Japanese mobile-phone company SoftBank Corp. is considering an investment in Mexican wireless carrier Grupo Iusacell, according to people with knowledge of the matter, in what may be its first foray into the fast-growing Latin American market.
SoftBank, which controls Sprint Corp. in the United States, is in advanced stages of reviewing Iusacell’s assets, said one of the people, who asked not to be identified because the process is private.
Iusacell owner Ricardo Salinas, Mexico’s fourth-richest person, said earlier this month that he would soon announce a new “world-class strategic partner” for the company.
Grupo Televisa agreed to sell its half of closely held Iusacell, the third-largest mobile-phone operator in the country, to Salinas for $717 million this month. Televisa took a loss on its investment just three years after it agreed to buy the stake for $1.6 billion, as the carrier struggled to compete in Mexico.

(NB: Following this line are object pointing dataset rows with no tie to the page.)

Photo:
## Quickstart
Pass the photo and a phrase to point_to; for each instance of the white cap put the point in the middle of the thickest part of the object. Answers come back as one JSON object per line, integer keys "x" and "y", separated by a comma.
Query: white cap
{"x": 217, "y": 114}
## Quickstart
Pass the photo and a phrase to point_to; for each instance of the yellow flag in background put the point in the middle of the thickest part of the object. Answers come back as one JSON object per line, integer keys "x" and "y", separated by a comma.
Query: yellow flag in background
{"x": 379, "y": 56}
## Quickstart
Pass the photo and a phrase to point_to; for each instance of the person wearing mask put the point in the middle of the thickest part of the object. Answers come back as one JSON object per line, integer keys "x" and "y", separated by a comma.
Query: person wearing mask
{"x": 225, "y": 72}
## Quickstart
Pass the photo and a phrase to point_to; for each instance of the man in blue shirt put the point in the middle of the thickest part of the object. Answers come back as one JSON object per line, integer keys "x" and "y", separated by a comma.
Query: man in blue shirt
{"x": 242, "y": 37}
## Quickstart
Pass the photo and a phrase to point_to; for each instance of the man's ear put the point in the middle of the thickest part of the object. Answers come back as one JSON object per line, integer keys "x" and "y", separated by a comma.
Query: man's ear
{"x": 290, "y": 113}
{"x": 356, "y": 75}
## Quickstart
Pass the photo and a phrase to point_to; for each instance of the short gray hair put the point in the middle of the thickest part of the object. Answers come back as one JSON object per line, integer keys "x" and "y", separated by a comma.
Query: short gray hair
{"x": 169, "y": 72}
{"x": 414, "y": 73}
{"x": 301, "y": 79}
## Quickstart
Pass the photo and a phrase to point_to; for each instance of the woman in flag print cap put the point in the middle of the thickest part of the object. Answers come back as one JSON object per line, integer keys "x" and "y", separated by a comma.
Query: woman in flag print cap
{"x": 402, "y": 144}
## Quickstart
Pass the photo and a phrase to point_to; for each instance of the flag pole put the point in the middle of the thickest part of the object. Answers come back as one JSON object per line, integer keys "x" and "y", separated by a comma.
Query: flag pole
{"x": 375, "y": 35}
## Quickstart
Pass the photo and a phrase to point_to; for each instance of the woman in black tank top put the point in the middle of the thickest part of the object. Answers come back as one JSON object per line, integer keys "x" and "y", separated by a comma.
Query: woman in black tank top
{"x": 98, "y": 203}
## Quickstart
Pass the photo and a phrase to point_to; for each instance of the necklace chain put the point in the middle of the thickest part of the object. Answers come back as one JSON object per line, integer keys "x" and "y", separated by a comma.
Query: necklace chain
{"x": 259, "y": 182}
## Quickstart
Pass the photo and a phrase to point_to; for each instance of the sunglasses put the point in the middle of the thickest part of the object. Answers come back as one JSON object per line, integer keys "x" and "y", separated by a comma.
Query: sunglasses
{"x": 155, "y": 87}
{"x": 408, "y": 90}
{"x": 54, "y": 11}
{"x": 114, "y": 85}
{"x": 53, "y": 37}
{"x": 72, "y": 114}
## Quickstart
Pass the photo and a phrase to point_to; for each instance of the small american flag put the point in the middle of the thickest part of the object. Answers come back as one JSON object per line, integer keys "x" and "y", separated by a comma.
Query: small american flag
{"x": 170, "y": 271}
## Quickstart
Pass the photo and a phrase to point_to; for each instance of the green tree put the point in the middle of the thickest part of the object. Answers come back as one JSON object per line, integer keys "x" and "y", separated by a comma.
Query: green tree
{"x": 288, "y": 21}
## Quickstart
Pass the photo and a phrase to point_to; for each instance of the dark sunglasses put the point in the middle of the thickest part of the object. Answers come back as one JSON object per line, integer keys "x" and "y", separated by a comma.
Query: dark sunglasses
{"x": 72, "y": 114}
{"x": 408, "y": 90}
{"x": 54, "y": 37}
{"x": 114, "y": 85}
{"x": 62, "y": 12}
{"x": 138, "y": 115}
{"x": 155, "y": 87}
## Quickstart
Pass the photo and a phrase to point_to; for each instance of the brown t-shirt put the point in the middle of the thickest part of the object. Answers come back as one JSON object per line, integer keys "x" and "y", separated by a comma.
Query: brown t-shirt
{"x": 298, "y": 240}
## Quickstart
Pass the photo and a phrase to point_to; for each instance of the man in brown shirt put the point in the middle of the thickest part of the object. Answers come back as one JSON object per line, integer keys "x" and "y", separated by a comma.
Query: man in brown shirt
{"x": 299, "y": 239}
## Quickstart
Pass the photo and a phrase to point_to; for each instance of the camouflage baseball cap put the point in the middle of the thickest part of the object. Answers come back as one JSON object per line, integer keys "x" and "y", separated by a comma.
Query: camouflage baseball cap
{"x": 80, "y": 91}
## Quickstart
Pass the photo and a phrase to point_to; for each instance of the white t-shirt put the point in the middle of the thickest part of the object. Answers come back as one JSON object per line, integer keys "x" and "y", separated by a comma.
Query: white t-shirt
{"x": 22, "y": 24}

SoftBank would enter Mexico just as new laws open the telecommunications market to foreign investors and set up the industry for intensified competition.
The Tokyo-based carrier is also among potential suitors contacted by America Movil SAB, which is preparing to sell assets in Mexico worth as much as $17.5 billion to reduce its market share to appease regulators, people with knowledge of the matter said last week.
Iusacell controls about 8 percent of Mexico’s mobile market, trailing billionaire Carlos Slim’s America Movil and Madrid-based Telefonica.
The new partner in Iusacell needs to have “high technical capacity, to be an international player, and have the financial capacity to face the demand there is in this market,” Luis Nino, a spokesman for Salinas, said when the Televisa exit was announced.
SoftBank is one of multiple potential suitors for Iusacell’s assets, one of the people said.
Hiroe Kotera, a spokeswoman for SoftBank, declined to comment on whether the company is interested in Iusacell.
A press official for Salinas didn’t immediately reply to requests for comment.
SoftBank already has ties with Iusacell, in a roaming agreement that allows SoftBank’s mobile customers to connect to the Internet through Iusacell’s network in Mexico for a flat rate.
In 2010, Masayoshi Son, the billionaire founder of SoftBank, laid out a 300-year plan that included investing in 5,000 companies by 2040.
Even as he forecast that 99.98 percent of companies would cease to exist in their current form over the next 30 years, he vowed that SoftBank would survive.
He’s since been expanding, including the purchase of Sprint and acquiring a 34 percent stake in Chinese e-commerce company Alibaba Group Holding, which began trading in New York last week.